Coincidentemente, o pedido foi feito após o Legislativo Municipal comunicar também hoje, que na próxima quinta-feira (22) fará a primeira transmissão ao vivo de uma licitação realizada pela Casa.
Até hoje o município não transmitiu nenhuma sessão de licitação, apesar de a legislação ter sido sancionada em 19 de maio e entrado em vigor 15 dias depois. O principal argumento para pedir a revogação da lei municipal é a falta de dinheiro para instalação dos equipamentos necessários.
Transparência
A lei municipal que determina a transmissão ao vivo das sessões de licitação realizadas pelo poder público municipal em Birigui tem como objetivo dar transparência aos procedimentos.
Válida também para processos licitatórios de autarquias e fundações municipais, a legislação é resultado de projeto apresentado pelos vereadores André Fermino (PSDB) e Cesinha Pantarotto (PSD), que foi acrescido de emenda de Zé Luis Buchalla (Patriota).
Segundo o texto, devem ser transmitidas com áudio e vídeo todas as fases consideradas públicas dentro dos procedimentos que envolvem a reunião de licitação. Essa transmissão pode ser feita pelos meios de comunicação oficiais, como sites e redes sociais.
Sem orçamento
No projeto que prevê a revogação total da lei, protocolado nesta segunda-feira, o Poder Executivo argumenta que somente após a sanção e publicação é que foram tomadas as providências para viabilizar a implantação do serviço, incluindo as cotações de preço.
Não foi divulgado o valor necessário, mas o texto informa que a referida despesa não estava prevista e incluída no orçamento vigente da Secretaria Municipal de Administração é não possível transpor os valores necessários de outra pasta.

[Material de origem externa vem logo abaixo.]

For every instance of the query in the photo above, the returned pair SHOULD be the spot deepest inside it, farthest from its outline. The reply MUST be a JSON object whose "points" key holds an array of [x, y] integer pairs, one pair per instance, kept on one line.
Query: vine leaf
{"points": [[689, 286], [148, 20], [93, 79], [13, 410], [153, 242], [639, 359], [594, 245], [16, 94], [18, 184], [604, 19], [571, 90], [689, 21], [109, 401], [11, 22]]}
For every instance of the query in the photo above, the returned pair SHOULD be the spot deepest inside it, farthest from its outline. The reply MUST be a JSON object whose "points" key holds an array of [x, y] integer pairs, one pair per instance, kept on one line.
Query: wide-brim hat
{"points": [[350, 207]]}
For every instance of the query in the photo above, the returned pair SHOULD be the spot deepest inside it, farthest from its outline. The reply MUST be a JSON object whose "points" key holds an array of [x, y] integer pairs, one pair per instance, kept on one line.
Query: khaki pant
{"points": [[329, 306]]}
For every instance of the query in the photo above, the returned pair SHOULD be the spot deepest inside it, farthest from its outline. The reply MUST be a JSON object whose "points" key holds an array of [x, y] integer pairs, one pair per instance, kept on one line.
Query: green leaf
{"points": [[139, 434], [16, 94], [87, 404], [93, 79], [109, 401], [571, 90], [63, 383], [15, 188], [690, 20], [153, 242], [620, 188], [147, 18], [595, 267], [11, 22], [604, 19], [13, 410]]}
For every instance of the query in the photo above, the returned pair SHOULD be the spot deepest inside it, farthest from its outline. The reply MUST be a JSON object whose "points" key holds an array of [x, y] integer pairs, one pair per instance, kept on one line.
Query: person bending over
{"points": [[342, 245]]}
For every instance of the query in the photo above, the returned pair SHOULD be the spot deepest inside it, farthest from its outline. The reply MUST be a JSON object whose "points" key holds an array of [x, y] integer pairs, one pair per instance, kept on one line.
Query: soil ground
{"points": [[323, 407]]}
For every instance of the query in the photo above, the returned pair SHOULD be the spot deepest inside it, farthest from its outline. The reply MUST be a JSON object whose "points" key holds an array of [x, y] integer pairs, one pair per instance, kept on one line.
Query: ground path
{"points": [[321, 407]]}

A Prefeitura argumenta que não tem medido esforços para saldar todas as dívidas em aberto, ficando impossibilitada de arcar com novos ônus e despesas, considerando a grave crise econômico-financeira enfrentada pelo município.
Por fim, a administração municipal alega que todas as sessões de licitação são públicas, têm sua realização previamente anunciada no Diário Oficial do Município e a revogação da lei não traria prejuízos aos munícipes e empresas interessadas.